Correlation between KRAS Mutation and CTLA-4 mRNA Expression in Circulating Tumour Cells: Clinical Implications in Colorectal Cancer

Genes (Basel). 2023 Sep 16;14(9):1808. doi: 10.3390/genes14091808.

Abstract

Combination strategies of KRAS inhibition with immunotherapy in treating advanced or recurrent colorectal carcinoma (CRC) may need to be assessed in circulating tumour cells (CTCs) to achieve better clinical outcomes. This study aimed to investigate the genomic variations of KRAS in CTCs and matched CRC tissues and compared mRNA expression of KRAS and CTLA-4 between wild-type and KRAS-mutated CTCs and CRC tissues. Clinicopathological correlations were also compared. Six known mutations of KRAS were identified at both codon 12 and codon 13 (c.35G>T/G12V, c.35G>A7/G12D, c.35G>C/G12A, c.34G>A/G12S, c.38G>C/G13A, and c.38G>A/G13D). Three CTC samples harboured the identified mutations (16.7%; 3/18), while fifteen matched primary tumour tissues (65.2%, 15/23) showed the mutations. CTCs harbouring the KRAS variant were different from matched CRC tissue. All the mutations were heterozygous. Though insignificant, CTLA-4 mRNA expression was higher in patients carrying KRAS mutations. Patients harbouring KRAS mutations in CTCs were more likely to have poorly differentiated tumours (p = 0.039) and with lymph node metastasis (p = 0.027) and perineural invasion (p = 0.014). KRAS mutations in CTCs were also significantly correlated with overall pathological stages (p = 0.027). These findings imply the genetic basis of KRAS with immunotherapeutic target molecules based on a real-time platform. This study also suggests the highly heterogeneous nature of cancer cells, which may facilitate the assessment of clonal dynamics across a single patient's disease.
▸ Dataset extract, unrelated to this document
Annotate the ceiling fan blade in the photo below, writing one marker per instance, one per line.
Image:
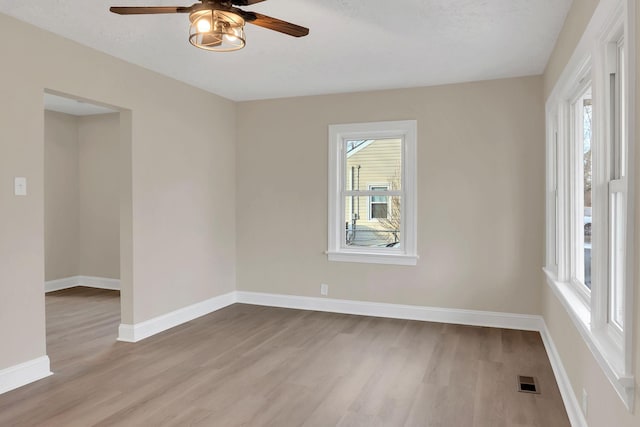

Keywords: CTLA-4; KRAS; circulating tumour cells; colorectal carcinoma; immune checkpoint molecules.

MeSH terms

  • CTLA-4 Antigen / genetics
  • Codon
  • Colorectal Neoplasms* / genetics
  • Colorectal Neoplasms* / pathology
  • Humans
  • Mutation
  • Neoplasm Recurrence, Local / genetics
  • Neoplastic Cells, Circulating*
  • Proto-Oncogene Proteins / genetics
  • Proto-Oncogene Proteins p21(ras) / genetics
  • RNA, Messenger / genetics

Substances

  • Proto-Oncogene Proteins
  • Proto-Oncogene Proteins p21(ras)
  • CTLA-4 Antigen
  • Codon
  • RNA, Messenger
  • KRAS protein, human

Grants and funding

This research received no external funding.